At this stage in the history of the web, at this stage in its development, the concept of “content legacy” simply doesn’t exist in my opinion. Not in a viable way. There are efforts to archive websites and their contents. There are occasional concerns about whole websites disappearing from the surface of the earth. There are people here and there doing their best to find solutions. But with all due respect–and believe me, I have mad respect for the people worrying about content preservation–I haven’t yet seen one satisfying solution to the problem of one person’s words vanishing along with that person’s life.
Let’s not forget how fragile things are. It would take a couple of lines of code to completely erase The Pastry Box. It would take a couple of lines of code to completely erase A List Apart, Medium, .net Magazine, Smashing Magazine and all your other favorite publications. In fact, if all the owners, publishers and editors of all those projects held a conference call and decided, in a fit of madness, to irreversibly destroy all the content they have helped put online, it could certainly be done in less than ten minutes.
How messed up is that? The mere fact that such a thing is actually possible… How messed up and frightening is that?
I sometimes wonder how long it would take a mediocre hacker to bring us all down.
Back to the point. In more concrete terms, if I failed to do what I needed to do to keep The Pastry Box online, it would take a couple of clicks to close my hosting accounts. Whatever the reason, if I failed to pay for/renew/whatnot the various accounts that help serve the content of this very website, it would take a couple of clicks to remove that content. Which means that you, dear reader, might simply never have access to that content ever again.
Never in the history of mankind has so much content been produced, and never has so much content been lost and erased and destroyed. Never has so much content been threatened.
We all know that we’re going to die. But we rarely take the time to fully appreciate what this truth implies. When I force myself to think about my disappearance, about what it really means, when I face the certainty of my death, in the midst of oceans of sadness, I often find myself thinking about the fact that The Pastry Box, this project to which I’m giving so much time and energy, would not stay online for more than a year.
And I know, I know, that, in actual fact, all the content-preservation yaddiyadda I have come up with would not change a damn thing about that.
The ineluctability of it
I’m not writing this to provide solutions or hints for how the problem of content preservation could be solved.

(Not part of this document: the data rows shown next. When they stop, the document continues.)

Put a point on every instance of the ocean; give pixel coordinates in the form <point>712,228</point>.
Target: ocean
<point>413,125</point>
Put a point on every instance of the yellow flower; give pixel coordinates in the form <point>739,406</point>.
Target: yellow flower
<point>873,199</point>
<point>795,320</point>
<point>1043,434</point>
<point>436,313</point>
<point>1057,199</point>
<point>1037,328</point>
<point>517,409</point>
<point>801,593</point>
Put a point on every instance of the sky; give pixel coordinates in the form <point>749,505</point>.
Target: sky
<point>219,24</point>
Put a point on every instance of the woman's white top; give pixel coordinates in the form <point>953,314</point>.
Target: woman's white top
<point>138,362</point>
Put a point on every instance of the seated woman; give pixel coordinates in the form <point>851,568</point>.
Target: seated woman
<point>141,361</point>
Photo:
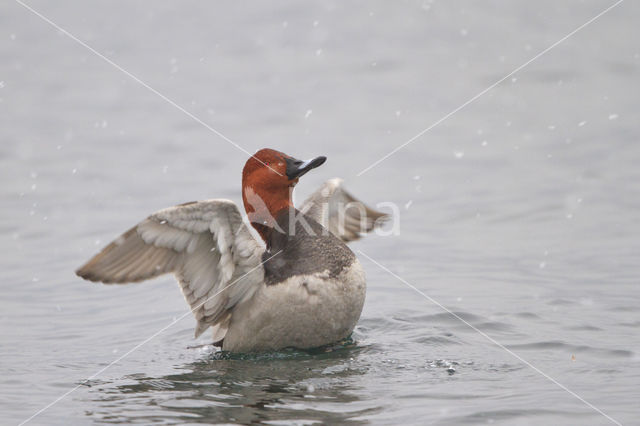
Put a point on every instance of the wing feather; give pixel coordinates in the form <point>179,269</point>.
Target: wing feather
<point>205,244</point>
<point>340,212</point>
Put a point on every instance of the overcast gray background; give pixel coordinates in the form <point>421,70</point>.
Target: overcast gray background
<point>519,212</point>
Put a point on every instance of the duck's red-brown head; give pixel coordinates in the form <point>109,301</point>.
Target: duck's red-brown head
<point>268,179</point>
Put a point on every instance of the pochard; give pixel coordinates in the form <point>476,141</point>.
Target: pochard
<point>296,285</point>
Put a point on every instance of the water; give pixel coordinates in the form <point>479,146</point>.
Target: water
<point>519,213</point>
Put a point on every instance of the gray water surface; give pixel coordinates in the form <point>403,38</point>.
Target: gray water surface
<point>519,213</point>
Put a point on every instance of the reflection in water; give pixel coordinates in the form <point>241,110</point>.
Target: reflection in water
<point>284,386</point>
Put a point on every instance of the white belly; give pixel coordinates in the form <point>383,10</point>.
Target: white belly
<point>305,311</point>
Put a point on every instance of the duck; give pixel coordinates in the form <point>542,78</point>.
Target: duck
<point>287,279</point>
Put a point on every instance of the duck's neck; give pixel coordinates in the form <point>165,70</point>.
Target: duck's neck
<point>264,205</point>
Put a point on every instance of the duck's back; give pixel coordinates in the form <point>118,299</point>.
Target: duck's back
<point>301,246</point>
<point>313,293</point>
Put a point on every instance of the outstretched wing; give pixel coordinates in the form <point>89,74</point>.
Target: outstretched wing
<point>205,244</point>
<point>340,212</point>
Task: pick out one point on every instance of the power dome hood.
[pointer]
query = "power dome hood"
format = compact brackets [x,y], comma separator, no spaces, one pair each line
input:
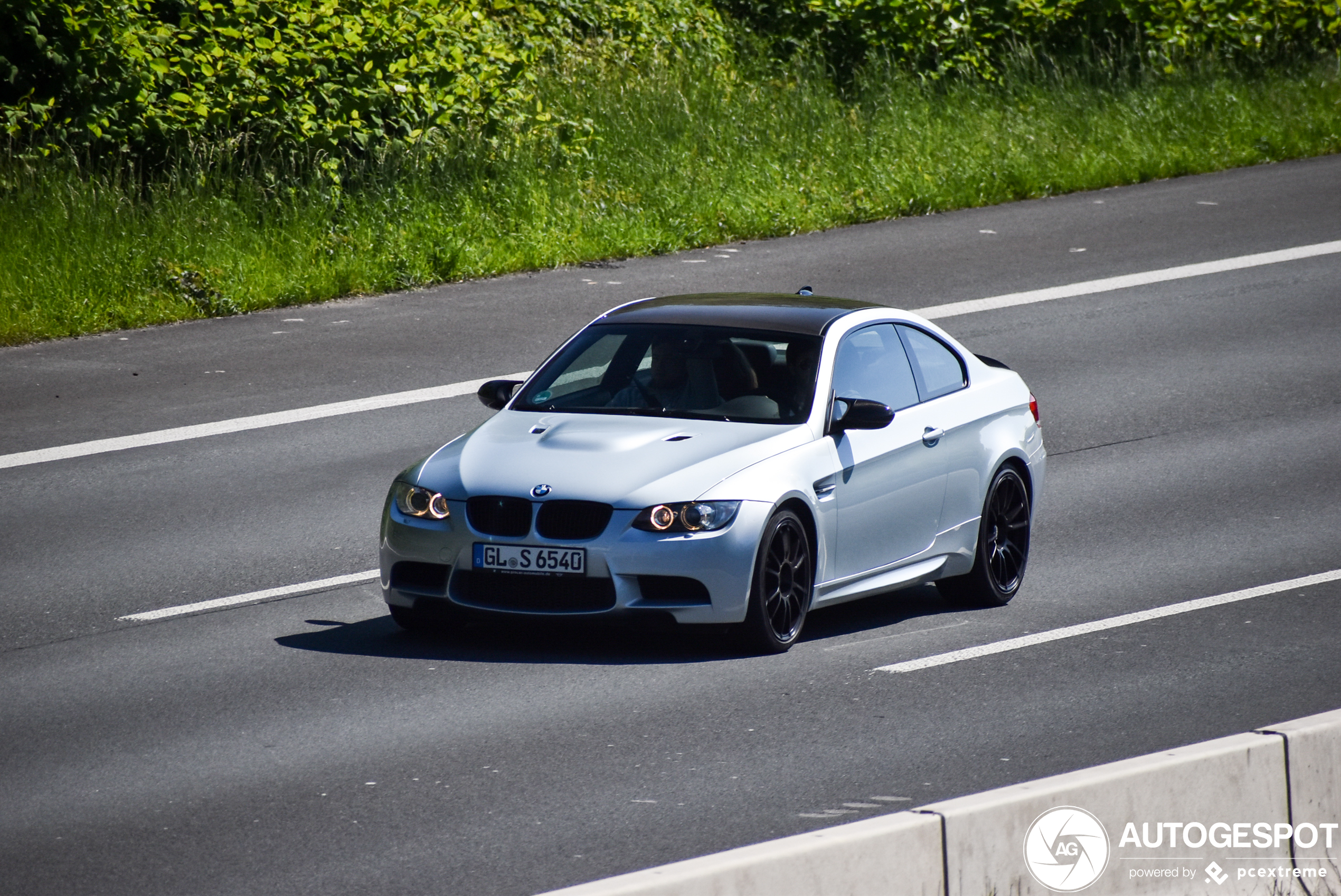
[617,460]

I’m not writing to provide rays of hope or give you the feeling that, yeah, everything will fall into place bang on cue, deus ex machina style, when the worst occurs.
I’m writing to get completely and utterly emotional about the fact that the whole corpus of the web is actually hanging by a tiny thread and nothing more.
I’m writing to let you know how much I worry about the digital landscape that future generations will inherit.
I’m writing to urge you to worry about it, too: to think about your blog and how it will travel through time and survive you.
Because right now, there’s that ineluctability in the air, that shadow hovering above our heads, and the time when we have to face oceans of sadness just won’t be postponed forever.
I’ve spent the last decade reading articles focusing on technical issues. Responsive web design. Browser support. Vendor prefixes. Native vs. Web. You name it.
If content preservation had gotten only a tenth of the brain power that’s been put into theorizing, say, responsiveness, the problem of saving websites and backing up content stored remotely in a single place (or in a cloud of places, nowadays, which is no less reassuring) would probably be solved today, or thereabouts.
But content preservation has to do with disappearance and death, and we human beings are very good at ignoring such matters or reducing them to biological fact, devoid of emotion. Disembodied certainties.
We’re very good at ignoring things that have to do with our ending.
With every sentence, with every word, with every letter, the burden gets heavier.